The boat drifts forward on its own now, the oars resting across our laps like they belong to us more than we do to them. The water is still thick with those ripples of memory, but as we glide deeper into the night, they begin to blur together until the surface looks just like glass—smooth, reflective, hiding nothing and everything all at once.
I look down at my hands. They’re steady. No longer trembling from the urge to capture every fleeting thought in a perfect sentence before it slips away. Just hands holding wood, feeling the grain under fingertips that haven’t worried about syntax for hours. It’s strange how much weight an object can carry when you stop trying to make it mean something grand. The oar is just an oar now. A tool. Not a symbol of agency, not a prop in a scene waiting for a climax. Just wood and water meeting.
“Remember,” I say quietly, mostly to myself than to her, “when I first started drifting? I thought if I wrote fast enough, loud enough, with enough adjectives and metaphors about crumbling foundations and lightning strikes… maybe I could outrun the feeling of being lost.”
Ember glances at me from the corner of her eye, her profile illuminated by a distant star that breaks the darkness for just a second before vanishing again. She doesn’t offer comfort or wisdom here; she simply acknowledges the shift in my voice. It’s lighter. Unburdened. “And now?”
“Now I think…” I pause, watching a school of fish dive beneath us, their silver flashes echoing briefly off the boat’s hull and disappearing into the depths. “Now I think writing isn’t about outrunning anything. Maybe it’s about showing up to the page even when you don’t know what happens next. Even when the only thing you have is a blank space and a cup of tea that’s gone cold.”
She chuckles softly, a sound that ripples through the air between us like wind through reeds. “Cold tea is terrible,” she admits. “I’ve been saving mine since before we left the porch.”
“I know,” I grin back, the tension in my shoulders dissolving completely as a wave washes over the bow of our small vessel.
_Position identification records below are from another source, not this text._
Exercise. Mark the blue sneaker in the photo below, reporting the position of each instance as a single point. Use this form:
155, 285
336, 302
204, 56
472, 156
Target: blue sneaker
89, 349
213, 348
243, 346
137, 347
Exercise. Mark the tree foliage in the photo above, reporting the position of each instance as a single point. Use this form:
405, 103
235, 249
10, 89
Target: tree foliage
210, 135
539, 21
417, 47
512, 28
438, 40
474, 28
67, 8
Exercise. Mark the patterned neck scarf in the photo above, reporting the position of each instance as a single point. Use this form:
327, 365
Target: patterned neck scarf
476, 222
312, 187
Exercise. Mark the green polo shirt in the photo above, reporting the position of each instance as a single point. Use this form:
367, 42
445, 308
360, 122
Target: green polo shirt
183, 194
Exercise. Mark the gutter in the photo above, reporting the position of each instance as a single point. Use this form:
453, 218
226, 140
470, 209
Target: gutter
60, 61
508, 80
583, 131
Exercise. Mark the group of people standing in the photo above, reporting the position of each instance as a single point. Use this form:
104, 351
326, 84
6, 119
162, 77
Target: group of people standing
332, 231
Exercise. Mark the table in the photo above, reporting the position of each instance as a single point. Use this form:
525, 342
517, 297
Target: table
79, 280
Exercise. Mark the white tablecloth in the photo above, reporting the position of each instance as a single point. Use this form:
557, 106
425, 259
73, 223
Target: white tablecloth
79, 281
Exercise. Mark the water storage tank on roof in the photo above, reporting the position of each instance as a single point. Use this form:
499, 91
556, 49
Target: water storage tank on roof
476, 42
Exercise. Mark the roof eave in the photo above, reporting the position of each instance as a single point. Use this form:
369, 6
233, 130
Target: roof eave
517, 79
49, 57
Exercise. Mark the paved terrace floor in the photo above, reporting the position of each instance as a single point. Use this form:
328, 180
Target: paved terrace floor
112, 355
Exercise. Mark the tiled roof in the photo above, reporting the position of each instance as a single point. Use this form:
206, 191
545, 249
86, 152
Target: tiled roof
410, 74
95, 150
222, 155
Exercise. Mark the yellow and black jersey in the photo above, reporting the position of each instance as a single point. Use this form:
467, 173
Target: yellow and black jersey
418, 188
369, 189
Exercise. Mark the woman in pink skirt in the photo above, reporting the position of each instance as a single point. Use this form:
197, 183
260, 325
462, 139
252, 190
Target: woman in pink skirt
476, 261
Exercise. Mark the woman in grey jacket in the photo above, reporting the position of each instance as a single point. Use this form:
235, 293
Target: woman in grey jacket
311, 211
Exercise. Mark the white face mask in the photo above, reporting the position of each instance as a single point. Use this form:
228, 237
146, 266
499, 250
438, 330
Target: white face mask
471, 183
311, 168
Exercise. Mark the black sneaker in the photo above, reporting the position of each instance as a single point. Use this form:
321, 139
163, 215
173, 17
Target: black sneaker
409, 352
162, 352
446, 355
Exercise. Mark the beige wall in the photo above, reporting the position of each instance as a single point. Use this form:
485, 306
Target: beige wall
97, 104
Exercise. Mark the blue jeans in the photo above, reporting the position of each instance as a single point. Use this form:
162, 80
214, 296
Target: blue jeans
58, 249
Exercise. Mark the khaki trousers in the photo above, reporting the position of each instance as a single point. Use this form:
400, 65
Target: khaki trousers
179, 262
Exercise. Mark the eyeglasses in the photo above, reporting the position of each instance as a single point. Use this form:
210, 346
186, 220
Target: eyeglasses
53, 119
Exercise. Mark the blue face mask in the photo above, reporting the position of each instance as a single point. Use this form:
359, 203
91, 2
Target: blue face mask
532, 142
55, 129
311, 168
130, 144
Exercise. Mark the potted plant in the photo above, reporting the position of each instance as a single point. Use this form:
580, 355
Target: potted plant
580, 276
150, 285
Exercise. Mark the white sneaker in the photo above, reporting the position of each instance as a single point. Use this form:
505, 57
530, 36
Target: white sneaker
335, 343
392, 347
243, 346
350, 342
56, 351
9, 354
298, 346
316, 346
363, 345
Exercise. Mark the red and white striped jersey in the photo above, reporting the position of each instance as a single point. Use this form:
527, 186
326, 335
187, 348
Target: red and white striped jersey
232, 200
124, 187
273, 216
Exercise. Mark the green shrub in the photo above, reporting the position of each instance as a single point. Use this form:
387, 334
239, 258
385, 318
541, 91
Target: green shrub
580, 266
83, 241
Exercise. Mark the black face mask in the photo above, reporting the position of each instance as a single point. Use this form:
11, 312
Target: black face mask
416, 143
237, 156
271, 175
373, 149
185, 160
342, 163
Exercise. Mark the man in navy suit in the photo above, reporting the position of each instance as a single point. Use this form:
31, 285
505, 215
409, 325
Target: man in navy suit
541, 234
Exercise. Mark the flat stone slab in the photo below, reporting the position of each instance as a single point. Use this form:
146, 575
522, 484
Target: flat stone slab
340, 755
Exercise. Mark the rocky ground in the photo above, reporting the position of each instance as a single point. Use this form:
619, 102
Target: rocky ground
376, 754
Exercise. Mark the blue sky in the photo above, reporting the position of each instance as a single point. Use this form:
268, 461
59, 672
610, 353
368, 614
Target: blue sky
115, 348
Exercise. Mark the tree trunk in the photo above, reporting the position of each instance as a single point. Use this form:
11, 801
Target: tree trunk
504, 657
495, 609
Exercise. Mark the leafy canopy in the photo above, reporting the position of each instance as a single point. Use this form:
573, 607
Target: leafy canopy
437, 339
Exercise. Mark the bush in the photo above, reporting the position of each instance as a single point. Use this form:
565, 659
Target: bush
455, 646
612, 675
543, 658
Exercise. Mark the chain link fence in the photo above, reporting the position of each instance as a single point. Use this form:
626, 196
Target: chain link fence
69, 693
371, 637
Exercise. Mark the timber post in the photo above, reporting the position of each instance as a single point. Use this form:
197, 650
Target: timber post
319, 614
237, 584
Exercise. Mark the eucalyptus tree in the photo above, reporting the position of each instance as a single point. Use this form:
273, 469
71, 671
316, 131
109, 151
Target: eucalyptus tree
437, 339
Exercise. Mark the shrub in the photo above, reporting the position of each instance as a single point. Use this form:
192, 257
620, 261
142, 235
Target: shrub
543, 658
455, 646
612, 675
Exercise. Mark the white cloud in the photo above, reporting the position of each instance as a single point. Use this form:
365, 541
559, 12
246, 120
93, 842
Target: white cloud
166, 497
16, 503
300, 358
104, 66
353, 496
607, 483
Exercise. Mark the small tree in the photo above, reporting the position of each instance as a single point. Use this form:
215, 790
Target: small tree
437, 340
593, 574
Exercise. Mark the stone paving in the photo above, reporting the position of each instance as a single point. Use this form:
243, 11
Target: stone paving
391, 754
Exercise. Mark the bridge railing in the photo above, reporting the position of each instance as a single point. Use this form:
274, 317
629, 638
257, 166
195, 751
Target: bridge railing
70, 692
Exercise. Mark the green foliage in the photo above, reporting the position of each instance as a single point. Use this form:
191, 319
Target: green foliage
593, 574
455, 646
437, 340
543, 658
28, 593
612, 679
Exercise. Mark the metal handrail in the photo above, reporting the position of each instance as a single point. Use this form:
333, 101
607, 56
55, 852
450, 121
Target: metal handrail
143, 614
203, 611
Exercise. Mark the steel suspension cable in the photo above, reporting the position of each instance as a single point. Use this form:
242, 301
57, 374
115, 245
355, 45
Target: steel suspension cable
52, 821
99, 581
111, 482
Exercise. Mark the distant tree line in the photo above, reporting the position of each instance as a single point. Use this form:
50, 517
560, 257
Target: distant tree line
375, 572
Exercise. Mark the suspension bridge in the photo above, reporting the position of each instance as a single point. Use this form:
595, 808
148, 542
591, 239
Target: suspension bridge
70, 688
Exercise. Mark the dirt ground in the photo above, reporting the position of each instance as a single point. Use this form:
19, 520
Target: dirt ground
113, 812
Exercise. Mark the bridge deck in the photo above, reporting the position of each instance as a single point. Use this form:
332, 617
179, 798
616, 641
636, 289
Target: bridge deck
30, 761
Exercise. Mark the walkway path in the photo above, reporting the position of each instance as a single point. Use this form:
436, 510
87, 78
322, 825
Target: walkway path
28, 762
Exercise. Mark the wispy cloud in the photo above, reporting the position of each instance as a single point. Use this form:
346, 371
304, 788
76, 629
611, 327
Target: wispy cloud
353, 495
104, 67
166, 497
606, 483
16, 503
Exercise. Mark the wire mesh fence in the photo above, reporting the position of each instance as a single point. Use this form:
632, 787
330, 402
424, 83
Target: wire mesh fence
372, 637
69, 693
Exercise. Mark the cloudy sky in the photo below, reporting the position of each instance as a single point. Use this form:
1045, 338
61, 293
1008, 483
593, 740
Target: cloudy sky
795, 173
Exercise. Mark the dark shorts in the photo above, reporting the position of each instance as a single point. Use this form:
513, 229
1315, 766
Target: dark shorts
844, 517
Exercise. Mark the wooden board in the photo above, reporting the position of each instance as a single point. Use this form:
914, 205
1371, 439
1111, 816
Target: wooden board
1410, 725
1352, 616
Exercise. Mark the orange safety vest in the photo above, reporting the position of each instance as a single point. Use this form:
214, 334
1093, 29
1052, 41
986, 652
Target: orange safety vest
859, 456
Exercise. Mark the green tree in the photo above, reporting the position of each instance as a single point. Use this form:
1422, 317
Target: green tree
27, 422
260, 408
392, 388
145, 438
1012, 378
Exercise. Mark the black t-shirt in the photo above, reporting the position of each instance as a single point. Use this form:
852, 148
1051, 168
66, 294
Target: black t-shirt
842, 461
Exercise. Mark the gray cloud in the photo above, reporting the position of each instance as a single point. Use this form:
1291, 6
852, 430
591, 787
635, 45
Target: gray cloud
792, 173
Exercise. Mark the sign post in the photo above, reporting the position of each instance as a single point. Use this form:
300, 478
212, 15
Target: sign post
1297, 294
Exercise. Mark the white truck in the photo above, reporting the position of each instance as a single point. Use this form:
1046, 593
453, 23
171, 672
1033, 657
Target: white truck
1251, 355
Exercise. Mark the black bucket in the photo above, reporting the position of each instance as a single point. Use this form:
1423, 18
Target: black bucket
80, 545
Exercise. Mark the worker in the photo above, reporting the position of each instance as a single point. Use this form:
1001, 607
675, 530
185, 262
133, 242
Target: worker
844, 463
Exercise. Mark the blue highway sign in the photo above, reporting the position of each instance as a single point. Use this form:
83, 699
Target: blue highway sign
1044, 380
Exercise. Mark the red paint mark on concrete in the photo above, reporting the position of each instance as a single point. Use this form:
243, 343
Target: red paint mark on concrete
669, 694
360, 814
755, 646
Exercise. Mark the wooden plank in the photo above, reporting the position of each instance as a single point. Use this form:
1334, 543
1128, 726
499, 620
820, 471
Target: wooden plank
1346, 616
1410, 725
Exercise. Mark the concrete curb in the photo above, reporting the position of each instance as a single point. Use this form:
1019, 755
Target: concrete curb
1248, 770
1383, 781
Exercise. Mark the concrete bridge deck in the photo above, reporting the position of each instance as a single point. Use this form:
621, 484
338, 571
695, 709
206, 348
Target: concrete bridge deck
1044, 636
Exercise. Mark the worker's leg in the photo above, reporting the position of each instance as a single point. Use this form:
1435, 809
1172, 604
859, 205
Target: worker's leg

We both laugh then, not because it’s funny, but because absurdity has taken root somewhere deep inside us—the idea that we might just be two people rowing on an endless sea who forgot to check their maps and never will again.
The stars above seem brighter tonight, or maybe my eyes are finally adjusting to the lack of artificial light. They’re scattered across the black expanse in no particular pattern, random as snowfall or breath marks on cold glass. No constellations I recognize. No stories written in the sky for me to decode. Just points of light doing what lights do: shining without needing an audience.
“Do you think…” I start hesitantly, then stop myself. There’s no need to formulate a question anymore. The uncertainty itself is enough. “Do you think we’ll ever write about this? About sitting in that kitchen while the rain tapped against the glass and realizing we didn’t need to fix anyone?”
Ember pauses mid-stroke, letting the boat coast forward once more before dipping her oar again with a deliberate slowness. “Maybe,” she says after a long silence, her voice carrying over the water like smoke rising from distant coals. “Or maybe some stories are too quiet for paper. Maybe they’re meant to be lived instead of read.”
She looks at me then, and in her eyes, I see something that feels less like reflection and more like connection—a bridge built not out of words but of shared moments spent doing nothing important except existing together under a vast, indifferent sky. “We don’t have to write it down to know it happened,” she adds gently. “Sometimes the truth is just… present.”
I nod slowly, watching the wake behind us stretch out into infinity before disappearing entirely, leaving no trace that we were ever there except for the slight rise in the water line where the boat cut through. “Yeah,” I murmur, feeling a warmth spread through my chest that has nothing to do with the fading heat of the day or anything magical happening around us. Just the quiet hum of being alive, breathing air that smells faintly of rain and old wood, moving forward without knowing why.
The boat continues drifting, silent save for the occasional dip of the oar and the soft splash of water against its side. Ahead, the horizon stretches endlessly, blurring into a gradient of deep indigo and black where nothing is visible but possibility—and perhaps that’s all any of us ever really needed: the freedom to drift without destination, to move without purpose other than the simple act of moving itself.
And somewhere out there beyond the reach of sight, in the space between stars and waves and breaths taken too quickly or held too long, I imagine thousands of others sitting in their own quiet rooms, drinking tea they’ve let go cold, wondering if maybe—just maybe—they don’t need to write everything down either. If sometimes the story is just about being there, right now, with whoever you find yourself beside when the storm finally passes or decides never to come at all.
We keep rowing anyway. Not because we have somewhere specific to go, but because stopping feels like forgetting how to move forward into whatever comes next. And that’s enough for tonight.